It was a year of big changes and big news on Parliament Hill. A new government was elected, familiar faces bid farewell to political life and – as usual – more than a few people found themselves in the headlines for all the wrong reasons. Here, in no particular order, is a list of the top political moments of 2015.
1. A second Trudeau becomes prime minister
Nov. 4: Following in his father’s footsteps, Justin Trudeau is sworn in as Canada’s prime minister in front of his wife, children and new cabinet. A stunning election victory on Oct. 19 swept Trudeau and 183 other Liberals into the House of Commons, replacing the Conservative government under Stephen Harper. Within days, the domestic and international attention being paid to the young PM was being dubbed “Trudeaumania 2.0.”
2. The Boy on the Beach
September: Alan Kurdi’s body washes up on a Turkish beach and the world reacts with a mixture of sorrow, outrage and empathy for the thousands of refugees making the difficult journey from their homelands into Europe. Former prime minister Stephen Harper expresses deep sadness and becomes visibly emotional as he answers questions about Kurdi, but the federal government’s commitments regarding Syrian refugees do not shift as a direct result.
3. Conservative exodus
OK, so this was a series of moments. But taken together, the high-profile departures of ministers John Baird, Peter MacKay, Shelly Glover, Christian Paradis and James Moore represented a veritable mass exodus from the Conservative ranks. The ministers gave different reasons for leaving (or choosing not to run again) but there was speculation that many of them simply saw the writing on the wall.
4. Sexual Harassment on the Hill
March: Two Liberal MPs are suspended from caucus by Justin Trudeau after being accused of inappropriate behaviour toward unidentified female NDP MPs. The incident, along with the high-profile case involving former CBC host Jian Ghomeshi, pushes sexual harassment on the Hill out of the shadows.
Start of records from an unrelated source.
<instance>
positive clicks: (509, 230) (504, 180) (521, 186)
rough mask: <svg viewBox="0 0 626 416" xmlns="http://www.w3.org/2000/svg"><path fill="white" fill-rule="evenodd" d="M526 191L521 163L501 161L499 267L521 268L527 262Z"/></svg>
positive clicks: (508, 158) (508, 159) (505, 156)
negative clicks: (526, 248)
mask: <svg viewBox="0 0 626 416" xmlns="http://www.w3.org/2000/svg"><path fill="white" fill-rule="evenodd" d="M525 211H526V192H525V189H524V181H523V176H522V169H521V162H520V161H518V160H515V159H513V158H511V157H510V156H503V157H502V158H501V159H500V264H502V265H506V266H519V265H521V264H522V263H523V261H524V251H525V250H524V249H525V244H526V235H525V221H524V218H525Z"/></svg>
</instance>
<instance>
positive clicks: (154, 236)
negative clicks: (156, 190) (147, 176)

5. Zunera Ishaq takes the Oath
Oct 9: In the midst of a lengthy court battle (still ongoing at the time) Zunera Ishaq is permitted to take the oath of citizenship while wearing her niqab. The Conservative government’s case against Ishaq, since dropped by the Liberals, was at the centre of a national debate over whether the government should have the right to tell a woman what to wear – or not wear – while swearing the oath.
6. Cheating hearts
July: Could Ottawa truly be the infidelity capital of the country? That seems to be the conclusion drawn by dating website Ashley Madison, as it releases data showing that one in five Ottawans is somehow subscribed to the site. On top of that, the most popular postal code for Ashley Madison members seems to be Parliament Hill. Weeks later, the website is hacked and millions of user profiles are made available online. There were subsequent allegations that the original Ottawa data was incorrect and many profiles were, in fact, fakes.
7. ‘Vanity Videos’
May: Former employment minister Pierre Poilievre releases a series of videos promoting a new Conservative child-care benefit program, but ends up in hot water over the use of taxpayer dollars for allegedly partisan purposes. The Opposition quickly brands them “vanity videos.”
8. Anonymous hacks the Hill
June 17: Angry over a contentious Conservative anti-terror bill, online activist group Anonymous targets Parliament Hill, causing federal sites to go down throughout the afternoon. The outage knocks dozens of departmental sites offline and reportedly affects BlackBerrys and internal network services. Treasury Board President Tony Clement confirms a cyber attack via Twitter.
9. Truth and Reconciliation
June 2: A summary of the long-awaited report from Canada’s Truth and Reconciliation Commission is released, with dozens of recommendations made to help repair the relationship between the federal government and First Nations peoples. Among them: call a federal inquiry into missing and murdered indigenous women and girls. The Conservative government maintains that such an undertaking would be expensive and unnecessary, a decision that will later be overturned by the new Liberal government. The full report is released later in December.
10. The Right to die
Feb. 6: The Supreme Court rules that certain Canadians, in specific circumstances, have the right to ask for a doctor’s assistance to die. The court gives Ottawa and the provinces a year to figure out how to amend the Criminal Code and enact legislation that will govern how the new right is exercised. The Liberal government has recently requested an extension to that deadline.